[PATCH] D122954: [clang] Extend target_clones tests to exercise declarations that are not definitions.

Aaron Ballman via Phabricator via cfe-commits cfe-commits at lists.llvm.org
Mon Apr 4 13:23:04 PDT 2022


aaron.ballman added a comment.

In D122954#3427422 <https://reviews.llvm.org/D122954#3427422>, @erichkeane wrote:

> In D122954#3427406 <https://reviews.llvm.org/D122954#3427406>, @tahonermann wrote:
>
>>> FWIW, I dislike this idea of doing tests in separate commits from the patch itself, it makes the review of the patch more difficult, and makes looking through history more difficult.
>>
>> Here is my perspective on this. When adding a new feature, I agree that including tests with the code is useful (the tests usually have no meaningful behavior without the new code in that case). I think the motivation is different for bug fixes though, particularly when there is an existing testing gap. Had these tests been added with the initial `target_clones` work, then the bug fix commit would reveal the precise change in behavior that is the result of the bug fix. I think that is quite valuable both as a review tool and as part of the code history. By adding the test in a separate commit from the fix, it is possible to observe both the previous undesirable behavior as well as precisely what changed with the fix. This also helps to enable someone that is looking to identify a commit responsible for a bug fix (e.g, someone that is looking to resolve a bug report as works-for-me-in-release-X) to definitively identify a commit as exhibiting the expected fix.
>>
>> I've practiced this approach at other places I've worked and never found it to make the review process more difficult. If you can elaborate on why you feel it makes review more challenging, perhaps there is another way to address that.
>
> I understand it and just disagree. I've NEVER had a tough time 'seeing the previous behavior' vs 'the current behavior', but I DO have the opposite problem: Figuring out what the associated tests are for a patch.
>
> It loses my ability to make sure that your patch covers all of the cases that are important, and it loses my ability to figure out what the patch is doing from the test itself.
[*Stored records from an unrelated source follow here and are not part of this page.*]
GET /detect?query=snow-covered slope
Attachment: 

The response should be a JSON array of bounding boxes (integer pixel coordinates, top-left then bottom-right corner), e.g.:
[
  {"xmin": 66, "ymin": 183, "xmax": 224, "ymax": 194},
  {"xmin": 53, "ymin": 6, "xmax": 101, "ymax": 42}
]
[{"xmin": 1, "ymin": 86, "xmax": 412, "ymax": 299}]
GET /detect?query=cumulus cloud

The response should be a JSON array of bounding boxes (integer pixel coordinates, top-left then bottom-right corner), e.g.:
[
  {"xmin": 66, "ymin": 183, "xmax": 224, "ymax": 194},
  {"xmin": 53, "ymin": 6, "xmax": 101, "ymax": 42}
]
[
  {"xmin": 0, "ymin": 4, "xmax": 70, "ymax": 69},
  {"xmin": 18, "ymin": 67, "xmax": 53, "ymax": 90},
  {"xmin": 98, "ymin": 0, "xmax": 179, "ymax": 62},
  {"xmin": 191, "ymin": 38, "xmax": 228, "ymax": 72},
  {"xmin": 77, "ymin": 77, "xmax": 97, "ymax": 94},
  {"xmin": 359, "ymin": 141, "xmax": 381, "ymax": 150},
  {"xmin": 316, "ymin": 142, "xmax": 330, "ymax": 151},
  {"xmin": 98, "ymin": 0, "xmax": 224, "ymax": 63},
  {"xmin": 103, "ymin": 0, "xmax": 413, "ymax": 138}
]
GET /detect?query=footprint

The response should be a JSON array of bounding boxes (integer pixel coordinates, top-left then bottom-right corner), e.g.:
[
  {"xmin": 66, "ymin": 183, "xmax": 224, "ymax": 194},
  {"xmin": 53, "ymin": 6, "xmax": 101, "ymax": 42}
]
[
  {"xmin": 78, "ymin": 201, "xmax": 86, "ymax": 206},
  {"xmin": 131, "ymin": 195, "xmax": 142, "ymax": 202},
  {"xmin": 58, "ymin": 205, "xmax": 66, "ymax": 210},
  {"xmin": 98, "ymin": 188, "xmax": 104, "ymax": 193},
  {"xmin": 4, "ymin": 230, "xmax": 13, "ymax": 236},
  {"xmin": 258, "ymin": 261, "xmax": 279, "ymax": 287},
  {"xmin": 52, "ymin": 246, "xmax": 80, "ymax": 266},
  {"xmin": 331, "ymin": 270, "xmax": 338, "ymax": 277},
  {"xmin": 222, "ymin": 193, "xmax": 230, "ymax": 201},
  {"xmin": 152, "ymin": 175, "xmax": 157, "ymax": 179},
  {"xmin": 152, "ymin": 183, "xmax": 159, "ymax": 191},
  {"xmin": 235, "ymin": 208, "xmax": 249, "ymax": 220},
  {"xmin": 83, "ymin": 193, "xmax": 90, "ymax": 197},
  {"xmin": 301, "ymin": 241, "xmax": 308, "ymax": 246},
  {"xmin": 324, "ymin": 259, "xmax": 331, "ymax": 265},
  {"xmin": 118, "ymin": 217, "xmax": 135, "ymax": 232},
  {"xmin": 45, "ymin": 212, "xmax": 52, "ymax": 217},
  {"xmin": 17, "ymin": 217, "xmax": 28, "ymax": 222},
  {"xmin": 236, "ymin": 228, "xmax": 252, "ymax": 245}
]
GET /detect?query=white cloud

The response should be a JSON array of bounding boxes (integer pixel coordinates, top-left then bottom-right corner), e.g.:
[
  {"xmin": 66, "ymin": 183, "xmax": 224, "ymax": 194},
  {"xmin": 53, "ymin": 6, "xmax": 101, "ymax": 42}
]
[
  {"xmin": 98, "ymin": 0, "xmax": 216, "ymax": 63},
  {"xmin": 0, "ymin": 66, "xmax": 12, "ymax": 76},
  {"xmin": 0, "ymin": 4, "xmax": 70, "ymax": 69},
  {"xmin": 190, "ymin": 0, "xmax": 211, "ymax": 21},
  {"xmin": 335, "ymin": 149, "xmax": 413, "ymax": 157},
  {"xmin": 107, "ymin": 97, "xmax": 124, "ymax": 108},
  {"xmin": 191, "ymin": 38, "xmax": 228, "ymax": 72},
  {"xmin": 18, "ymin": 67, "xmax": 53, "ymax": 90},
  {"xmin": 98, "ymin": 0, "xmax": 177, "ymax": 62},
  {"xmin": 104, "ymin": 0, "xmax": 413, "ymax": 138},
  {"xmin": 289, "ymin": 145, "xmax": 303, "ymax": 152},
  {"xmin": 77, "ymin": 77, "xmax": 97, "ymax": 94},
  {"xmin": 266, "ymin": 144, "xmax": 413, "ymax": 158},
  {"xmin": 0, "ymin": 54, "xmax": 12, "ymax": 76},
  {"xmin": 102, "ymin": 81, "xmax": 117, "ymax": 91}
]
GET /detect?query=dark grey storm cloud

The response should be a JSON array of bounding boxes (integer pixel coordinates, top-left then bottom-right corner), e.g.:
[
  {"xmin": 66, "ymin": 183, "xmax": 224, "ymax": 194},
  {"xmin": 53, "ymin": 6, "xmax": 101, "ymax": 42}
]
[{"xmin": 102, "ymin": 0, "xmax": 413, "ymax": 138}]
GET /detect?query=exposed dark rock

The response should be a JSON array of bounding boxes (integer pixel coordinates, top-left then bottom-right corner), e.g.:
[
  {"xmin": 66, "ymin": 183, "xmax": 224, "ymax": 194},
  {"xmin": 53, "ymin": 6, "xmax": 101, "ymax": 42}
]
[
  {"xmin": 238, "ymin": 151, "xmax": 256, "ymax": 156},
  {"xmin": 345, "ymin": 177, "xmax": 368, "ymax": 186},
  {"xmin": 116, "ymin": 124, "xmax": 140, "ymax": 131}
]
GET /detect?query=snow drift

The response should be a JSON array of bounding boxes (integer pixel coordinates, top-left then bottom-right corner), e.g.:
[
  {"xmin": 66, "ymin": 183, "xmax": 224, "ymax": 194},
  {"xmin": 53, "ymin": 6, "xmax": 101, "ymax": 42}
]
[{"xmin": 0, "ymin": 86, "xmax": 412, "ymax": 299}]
Strong +1 to this. As a reviewer, I want the patch to be making one logical change so that it remains manageable to review, but it needs to be completely self-contained (functional changes, docs, tests, et al) even if that makes the patch a bit bigger. This is especially important because it makes it far easier to revert problematic commits -- if the functional change has an issue, having to separately revert several other related commits is a burden. It also makes git blame more useful when doing code archeology; you can git blame a test to get to the functional changes more quickly.